POLAND, carrying a heavy burden of foreign debt, is asking the West to forgive some of it. That's a plea to which the West ought to respond with generosity.

In particular the Poles are seeking relief from the debts they owe to foreign governments, including the United States. Their former Communist regime borrowed heavily in an inept and unsuccessful attempt to modernize Polish industry. The present non-Communist leadership is now entitled to a chance to reorganize the economy without having to cope with the full weight of its predecessors' mistakes. Poland owes much more to West Germany and other European governments than to this country. But the Poles believe that the others are waiting for the Americans to set the pattern.

There's a precedent in President Bush's initiative for Latin America, announced three months ago, in which he offered substantial reductions in certain kinds of debts that the Latins owe. He made it conditional on good progress by the Latins with economic reform, and the same condition could usefully apply to Poland. So far it is undertaking far more drastic reforms than any of the Latins except perhaps Mexico. Possibly debts could be reduced in annual stages, each stage contingent on further internal restructuring.

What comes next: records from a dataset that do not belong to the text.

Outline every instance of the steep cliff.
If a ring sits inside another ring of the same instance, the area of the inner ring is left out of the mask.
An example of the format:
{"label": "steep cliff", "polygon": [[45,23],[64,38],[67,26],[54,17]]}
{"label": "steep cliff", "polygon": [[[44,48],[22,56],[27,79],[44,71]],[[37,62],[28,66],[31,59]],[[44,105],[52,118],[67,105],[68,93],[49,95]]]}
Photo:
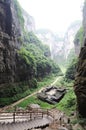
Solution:
{"label": "steep cliff", "polygon": [[17,0],[0,0],[0,107],[28,95],[38,78],[61,72],[34,28]]}
{"label": "steep cliff", "polygon": [[16,49],[21,26],[12,0],[0,1],[0,84],[16,80]]}
{"label": "steep cliff", "polygon": [[86,2],[83,8],[83,29],[84,42],[79,55],[74,89],[77,96],[78,112],[82,117],[86,118]]}

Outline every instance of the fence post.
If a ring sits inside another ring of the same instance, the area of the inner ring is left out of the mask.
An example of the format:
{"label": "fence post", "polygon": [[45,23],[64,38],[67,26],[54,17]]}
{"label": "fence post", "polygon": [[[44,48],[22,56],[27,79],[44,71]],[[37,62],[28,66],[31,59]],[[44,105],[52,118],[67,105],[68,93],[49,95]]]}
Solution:
{"label": "fence post", "polygon": [[30,112],[30,120],[32,120],[32,112]]}
{"label": "fence post", "polygon": [[48,109],[47,109],[47,117],[49,116]]}
{"label": "fence post", "polygon": [[13,112],[13,122],[15,123],[15,112]]}

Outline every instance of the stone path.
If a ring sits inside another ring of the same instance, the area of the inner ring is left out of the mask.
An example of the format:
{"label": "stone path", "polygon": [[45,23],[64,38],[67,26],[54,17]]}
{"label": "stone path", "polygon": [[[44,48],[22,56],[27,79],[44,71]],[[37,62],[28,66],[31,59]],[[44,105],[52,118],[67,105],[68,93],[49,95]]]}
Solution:
{"label": "stone path", "polygon": [[40,126],[49,125],[52,122],[51,118],[41,118],[32,121],[15,122],[15,123],[0,123],[0,130],[30,130]]}

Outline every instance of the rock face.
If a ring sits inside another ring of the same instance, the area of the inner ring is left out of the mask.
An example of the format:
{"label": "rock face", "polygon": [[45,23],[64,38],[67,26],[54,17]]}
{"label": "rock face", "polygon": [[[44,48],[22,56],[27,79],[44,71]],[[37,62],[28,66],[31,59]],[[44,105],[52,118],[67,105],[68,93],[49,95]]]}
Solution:
{"label": "rock face", "polygon": [[19,46],[16,37],[21,32],[15,18],[17,13],[13,1],[0,1],[0,84],[13,82],[15,77],[16,48]]}
{"label": "rock face", "polygon": [[24,17],[24,27],[25,29],[30,32],[34,32],[35,31],[35,21],[34,18],[32,16],[30,16],[25,10],[22,9],[22,14]]}
{"label": "rock face", "polygon": [[[83,9],[83,27],[84,39],[86,39],[86,2]],[[79,55],[74,89],[77,96],[79,114],[86,118],[86,40],[84,40]]]}
{"label": "rock face", "polygon": [[29,78],[28,66],[17,53],[21,35],[15,0],[0,0],[0,85]]}

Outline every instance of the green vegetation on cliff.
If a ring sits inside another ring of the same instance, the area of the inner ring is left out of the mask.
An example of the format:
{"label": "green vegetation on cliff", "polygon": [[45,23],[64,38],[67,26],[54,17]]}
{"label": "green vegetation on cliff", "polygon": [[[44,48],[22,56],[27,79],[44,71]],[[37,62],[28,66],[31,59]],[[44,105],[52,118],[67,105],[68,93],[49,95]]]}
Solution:
{"label": "green vegetation on cliff", "polygon": [[80,27],[80,29],[78,30],[78,32],[75,35],[75,39],[74,39],[74,43],[75,44],[80,44],[80,46],[83,43],[83,27]]}
{"label": "green vegetation on cliff", "polygon": [[8,105],[31,94],[37,88],[37,82],[46,76],[61,75],[59,66],[50,58],[48,46],[43,45],[33,32],[24,29],[22,9],[14,0],[22,36],[17,37],[19,48],[16,51],[16,64],[12,82],[1,86],[0,106]]}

The Poles, like the Latins, are aware that it's crucial for them to attract much more investment, including foreign investment. "But the investment climate remains clouded, weighted down by the heavy debt burden," Mr. Bush said in June, speaking of the Latins. The same thing is true in Poland. Much of its debt is not currently a drain in the bookkeeping sense, since, for the present, the Poles are not paying interest on it. But if their economy begins to do well, the foreign lenders might become less tolerant. That possibility makes potential investors uneasy.

As a general rule, debts ought to be paid. But the lenders share responsibility with the borrowers for the mountains of international debt that accumulated in the late 1970s and early 1980s. The passage of nearly a decade has demonstrated that the debtors aren't growing out of their obligations, as the original strategy had assumed. To the contrary, the debts are interfering with economic growth and are unhelpful to the development of stable democracies. When a country commits itself to necessary reforms with the courage and energy that the Poles are demonstrating, it deserves recognition from the governments that are its creditors.